Abstract

Unrepaired DNA double-strand breaks can lead to apoptosis or tumorigenesis. In mammals double-strand breaks are repaired mainly by nonhomologous end joining mediated by the DNA-PK complex. The core protein of this complex, DNA-PKcs, is a DNA-dependent serine/threonine kinase that phosphorylates protein targets as well as itself. To identify new proteins, which contribute to double-strand break repair by nonhomologous end joining, we previously performed a yeast two-hybrid screen with fragments of human DNA-PKcs as bait. From the identified putative interaction partners of DNA-PKcs we chose two for further characterization: Protein phosphatase 5 (PP5) and Ku70 binding protein 3 (Kub3). With PP5 we have identified the first protein phosphatase with a function in doublestrand break repair. We show that protein phosphatase 5 interacts with DNA-PKcs and dephosphorylates with surprising specificity at least two functional sites of it.

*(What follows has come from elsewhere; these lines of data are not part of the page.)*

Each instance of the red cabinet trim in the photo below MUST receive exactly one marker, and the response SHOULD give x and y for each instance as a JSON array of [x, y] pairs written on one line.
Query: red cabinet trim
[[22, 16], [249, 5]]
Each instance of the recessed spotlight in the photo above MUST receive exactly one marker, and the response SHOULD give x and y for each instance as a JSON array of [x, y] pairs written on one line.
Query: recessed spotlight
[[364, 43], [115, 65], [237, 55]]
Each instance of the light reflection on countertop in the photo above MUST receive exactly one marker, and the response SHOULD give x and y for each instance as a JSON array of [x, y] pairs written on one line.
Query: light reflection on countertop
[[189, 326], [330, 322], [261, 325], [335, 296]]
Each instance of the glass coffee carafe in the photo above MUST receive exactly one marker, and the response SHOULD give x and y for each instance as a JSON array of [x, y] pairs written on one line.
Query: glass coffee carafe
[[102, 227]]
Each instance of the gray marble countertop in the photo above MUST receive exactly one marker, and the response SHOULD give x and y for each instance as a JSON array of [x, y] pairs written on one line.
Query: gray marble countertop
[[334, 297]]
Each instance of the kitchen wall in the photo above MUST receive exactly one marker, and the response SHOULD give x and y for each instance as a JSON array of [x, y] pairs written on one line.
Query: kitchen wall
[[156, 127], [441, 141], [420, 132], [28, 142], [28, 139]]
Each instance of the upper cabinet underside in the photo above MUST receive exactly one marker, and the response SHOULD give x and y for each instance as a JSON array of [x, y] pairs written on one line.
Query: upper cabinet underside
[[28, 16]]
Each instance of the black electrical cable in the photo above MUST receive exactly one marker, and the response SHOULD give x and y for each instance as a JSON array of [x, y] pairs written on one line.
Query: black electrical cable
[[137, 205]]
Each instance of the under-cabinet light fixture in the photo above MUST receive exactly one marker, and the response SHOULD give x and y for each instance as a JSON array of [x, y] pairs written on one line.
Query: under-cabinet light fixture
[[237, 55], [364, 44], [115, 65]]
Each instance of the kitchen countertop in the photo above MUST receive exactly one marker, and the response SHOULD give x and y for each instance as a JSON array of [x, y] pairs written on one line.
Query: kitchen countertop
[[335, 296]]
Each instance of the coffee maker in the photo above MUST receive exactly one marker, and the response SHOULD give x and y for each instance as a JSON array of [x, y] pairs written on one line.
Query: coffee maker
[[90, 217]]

Cells with either hypo or hyperphosphorylation of DNA-PKcs at these sites show increased radiation sensitivity. For the characterization of Kub3 we describe its correct reading frame and a putative metalloprotease domain. Using a rabbit polyclonal antibody against human Kub3 we demonstrate that Kub3 is a nuclear protein which co-precipitates with DNA-PKcs. When Kub3 is overexpressed in HeLa cells, DNA-PKcs phosphorylation at T2609 is increased after ionizing radiation. However, when Kub3 is knocked down in drosophila cells by RNAi, cell survival after ionizing radiation is not affected. In summary, with PP5 and Kub3 we have characterized two new interaction partners of DNA-PKcs. While PP5 clearly functions in double-strand break repair, further experiments are necessary to confirm such a role for Kub3.